25/05/2013 | LETTRE OUVERTE

El Aaiun Sahara Occidental,
Le 22/05/2013

De
La Coordination des Associations
et Comités Sahraouis des droits de l’Homme

A

Madame Liliane Maury-Pasquier,
Rapporteure Membre de l’Assemblée
parlementaire du Conseil de l’Europe

Madame la Rapporteure,

La coordination des associations et comités Sahraouis des Droits de l’Homme au Sahara Occidental tient à vous exprimer sa profonde gratitude et sa reconnaissance pour la visite que vous décidé de faire dans la ville d’El Aaiun au Sahara Occidental. Cette visite vous permettra, sans doute, de voir de très près et sur le terrain le vrai visage de l’occupation marocaine d’une partie du territoire du Sahara Occidental.
Comme vous le savez, il s’agit d’un territoire non autonome du point de vue du droit international. Nous sommes donc, selon l’ONU, face à une question de décolonisation. Cependant, malgré la désastreuse situation humanitaire du territoire qui nécessite une urgente intervention internationale pour faire respecter les résolutions onusiennes, cette pressante requête n’a toujours pas abouti. Cela est dû au fait qu’il s’agit d’un conflit d’une nature spécifique : dernier bastion du colonialisme en Afrique, il y a divergence entre le droit et les intérêts politiques et économiques de certains pays; en effet, d’un côté, les résolutions onusiennes incarnent la légitimité internationale et de l’autre, les subterfuges et les manœuvres politiciennes entravent les décisions de la communauté internationale. Ceci au moment où le peuple Sahraoui aspire comme tous les peuples de la planète à vivre dans la dignité, la liberté et dans un espace où prime la démocratie, les Droits de l’Homme et la prééminence du droit. Pourtant, à cause de la pérennité du conflit du Sahara Occidental, le malheur de notre peuple s’accroît et ses souffrances se poursuivent.

Madame la Rapporteure,
Le Conseil de l’Europe, s’est assigné parmi ses objectifs la protection des Droits de l’Homme, la consolidation de la démocratie et la souveraineté de la loi. Notre étonnement a donc été très grand quand le Conseil de l’Europe a octroyé au Maroc le statut avancé de partenariat pour la démocratie. Personne n’ignore que la politique de ce pays ne s’accorde pas avec les valeurs et les principes qui prévalent au Conseil de l’Europe.
Les facteurs qui suscitent notre surprise face à l’attitude du conseil de l’Europe sont les suivants :
1) la reconnaissance du régime marocain comme partenaire pour la démocratie malgré les exactions et les violations des Droits de l’Homme au Sahara Occidental qui sont internationalement reconnues (voir les recommandations de l’Examen périodique universel du 22 avril 2012, les rapports du Comité contre la torture de décembre 2011 et du rapporteur spécial contre la torture, Monsieur Juan Mendes, de 28 mars 2013 – A/HRC/22/53/Add.2). Et ceci aussi malgré les engagements non tenus du Maroc à respecter ces mêmes droits. Il suffit de lire la liste des conventions qu’il a ratifié dont la dernière du 14 mai 2013 est celle de la Convention Internationale pour la protection de toutes les personnes contre les disparitions forcées (IV-16, I-48088) alors qu’à notre connaissance aucune nouvelle disposition n’a été mise en place pour faire toute la lumière sur ce drame dont notre peuple est victime.

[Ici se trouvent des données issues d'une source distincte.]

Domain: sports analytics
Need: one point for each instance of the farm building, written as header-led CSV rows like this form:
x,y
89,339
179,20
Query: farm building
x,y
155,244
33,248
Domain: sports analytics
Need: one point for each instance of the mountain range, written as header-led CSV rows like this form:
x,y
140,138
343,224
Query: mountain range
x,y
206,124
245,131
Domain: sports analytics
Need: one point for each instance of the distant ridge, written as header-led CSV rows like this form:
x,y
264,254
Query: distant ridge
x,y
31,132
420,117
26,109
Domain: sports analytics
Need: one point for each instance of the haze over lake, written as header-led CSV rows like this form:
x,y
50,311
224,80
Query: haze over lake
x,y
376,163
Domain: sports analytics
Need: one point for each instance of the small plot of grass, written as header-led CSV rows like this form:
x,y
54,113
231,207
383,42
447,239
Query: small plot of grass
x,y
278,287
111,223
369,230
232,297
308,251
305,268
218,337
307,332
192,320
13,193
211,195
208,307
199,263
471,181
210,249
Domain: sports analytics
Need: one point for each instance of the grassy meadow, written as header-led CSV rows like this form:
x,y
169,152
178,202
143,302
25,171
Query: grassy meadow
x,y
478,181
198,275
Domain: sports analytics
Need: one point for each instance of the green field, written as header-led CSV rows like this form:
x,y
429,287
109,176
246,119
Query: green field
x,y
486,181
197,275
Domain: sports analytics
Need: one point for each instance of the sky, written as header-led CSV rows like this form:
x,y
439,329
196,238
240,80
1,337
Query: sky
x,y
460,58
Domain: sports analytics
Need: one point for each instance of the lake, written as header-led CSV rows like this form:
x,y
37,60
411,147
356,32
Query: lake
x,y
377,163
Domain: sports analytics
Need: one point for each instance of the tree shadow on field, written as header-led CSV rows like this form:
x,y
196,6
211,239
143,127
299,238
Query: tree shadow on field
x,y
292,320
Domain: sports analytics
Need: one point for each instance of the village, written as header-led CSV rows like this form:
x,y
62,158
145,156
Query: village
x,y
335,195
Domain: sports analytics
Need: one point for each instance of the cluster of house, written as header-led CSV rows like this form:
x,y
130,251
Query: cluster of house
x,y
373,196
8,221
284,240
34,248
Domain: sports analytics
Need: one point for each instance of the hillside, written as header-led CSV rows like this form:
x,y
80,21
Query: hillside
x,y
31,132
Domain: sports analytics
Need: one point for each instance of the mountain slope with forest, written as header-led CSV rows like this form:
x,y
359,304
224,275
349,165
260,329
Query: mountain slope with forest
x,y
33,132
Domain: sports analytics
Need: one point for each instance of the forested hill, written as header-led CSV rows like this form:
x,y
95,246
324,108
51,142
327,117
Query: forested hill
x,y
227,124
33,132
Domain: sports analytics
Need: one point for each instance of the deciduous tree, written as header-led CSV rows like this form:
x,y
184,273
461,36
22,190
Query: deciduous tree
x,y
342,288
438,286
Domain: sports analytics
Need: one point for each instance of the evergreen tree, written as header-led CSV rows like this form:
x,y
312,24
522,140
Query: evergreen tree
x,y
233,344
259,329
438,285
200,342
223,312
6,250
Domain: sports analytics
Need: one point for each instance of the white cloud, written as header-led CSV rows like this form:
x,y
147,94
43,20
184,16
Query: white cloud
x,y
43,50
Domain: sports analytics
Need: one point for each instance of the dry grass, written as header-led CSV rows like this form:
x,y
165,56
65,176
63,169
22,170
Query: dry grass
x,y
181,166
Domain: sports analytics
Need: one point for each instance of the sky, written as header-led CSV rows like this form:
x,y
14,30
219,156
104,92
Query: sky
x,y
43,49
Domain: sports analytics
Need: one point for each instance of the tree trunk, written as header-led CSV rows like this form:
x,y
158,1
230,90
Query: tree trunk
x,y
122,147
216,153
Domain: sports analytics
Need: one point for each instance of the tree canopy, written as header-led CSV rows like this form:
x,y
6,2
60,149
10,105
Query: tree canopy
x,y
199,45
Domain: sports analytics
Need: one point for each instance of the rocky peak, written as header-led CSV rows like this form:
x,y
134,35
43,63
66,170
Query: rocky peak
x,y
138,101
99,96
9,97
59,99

Les violations commises par l’Etat Marocain concernent aussi les droits démocratiques tels que le droit de manifester pacifiquement, de constituer légalement des associations, (voir le rapport de Mme Marguarete Seggkaya , la rapporteure Speciale des défenseurs des Droits Humains A/HR/C/22/47/ Add.4 du 27/02/2013), le droit des femmes et des enfants, le droit des personnes handicapées, les enlèvements, les exécutions extrajudiciaires , les arrestations arbitraires qui visent les activistes des Droits de l’homme, qui une fois torturés sont « jetés«  hors de la périphérie des villes Sahraouies : El Aaiun, Smara, Boujdour, Dakhla . Ceci va de pair avec une politique systématique de torture préconisée par le Maroc et dont beaucoup de Sahraouies et Sahraouis sont aujourd’hui victimes (voir le Rapport de Mr Juan Mandez Rapporteur Spécial sur la torture de 27 mars 2013 – A/HRC/22/53/Add.2)publie le 28/02/2013).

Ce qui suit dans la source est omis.